4. Skip all of the product declarations.  Want to know if the air is healthy, have an air sample tested in each room after occupancy.  Testing an unused building is meaningless, the goal is to provide healthy air for people so test the air when the building users are breathing it.

5. How many injuries during construction?  The building should be safe for those building it too.  Accidents happen a lot more often with some companies. Ask for safety records before hiring.

November 27, 2017 - 2:49 pm

Nick, I asked USGBC this question and they have not decided. They want to draft more of v4.1 before deciding.

November 17, 2017 - 8:28 am

Any word if the revamped v4.1 credits will be available to already-registered v4 projects?  Or will a project need to specifically register/upgrade to the new version?

November 17, 2017 - 1:09 am

Wish us luck - we have registered what we think is the 1st LEED V4 in Africa !  But we are ASHRAE members so we will be able to weather the storm.

Also, I am looking at helping the ICP prepare their framework for African conditions - better buildings are the best building, no matter where you are ? 

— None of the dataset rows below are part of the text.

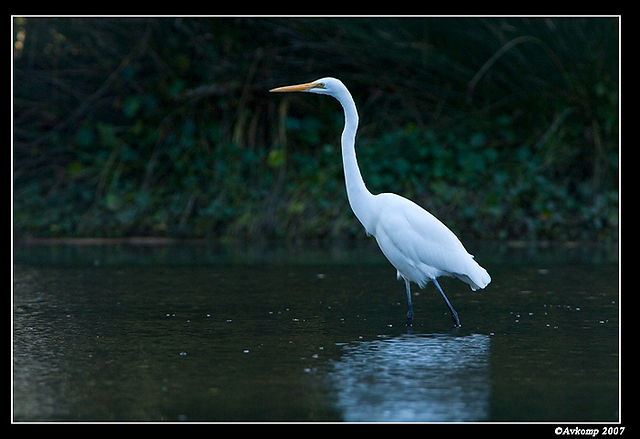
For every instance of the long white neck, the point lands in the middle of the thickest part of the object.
(359, 197)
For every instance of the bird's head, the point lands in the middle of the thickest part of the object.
(325, 86)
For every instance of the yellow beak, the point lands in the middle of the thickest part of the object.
(300, 87)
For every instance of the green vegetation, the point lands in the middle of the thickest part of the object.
(503, 128)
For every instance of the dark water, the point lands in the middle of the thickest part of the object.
(189, 333)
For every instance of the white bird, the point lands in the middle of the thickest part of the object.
(417, 244)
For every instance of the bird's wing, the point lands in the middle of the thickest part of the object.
(413, 236)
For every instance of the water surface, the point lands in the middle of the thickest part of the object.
(203, 333)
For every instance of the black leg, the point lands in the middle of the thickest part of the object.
(454, 314)
(409, 306)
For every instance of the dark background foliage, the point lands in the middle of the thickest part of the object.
(504, 128)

November 16, 2017 - 10:16 pm

Andres, Corey Enck specifically mentioned non-U.S. projects as an area of focus. If LEED v4 has seen slow uptake in the U.S., it is worse in China, India and elsewhere. Manufacturing practices including option of disclosure is a big factor.

November 16, 2017 - 8:06 pm

I am a little concerned about how this changes might impact international projects, specially in markets where US construction practices are not commonplace. I hope that this pilot will consider different markets realities and different adoption speeds in order to make LEED as achievable as it was under v3. Version 4 looks more similar to Living Building Challenge than to v3. If you take a closer look at the latest LEED certification update (Third quarter 2017), you will find that only 3.4% of the projects were certified under v4, and 88.1% under v3. There seems to be a pretty clear message about the version adoption.

I congratulate GBCI for establishing regional entities, hopefully processing submittals in local languages. I think this is a wise strategy that could help accelerate adoption of the system, and might serve as a catalyst for the adoption of v4.1, as well.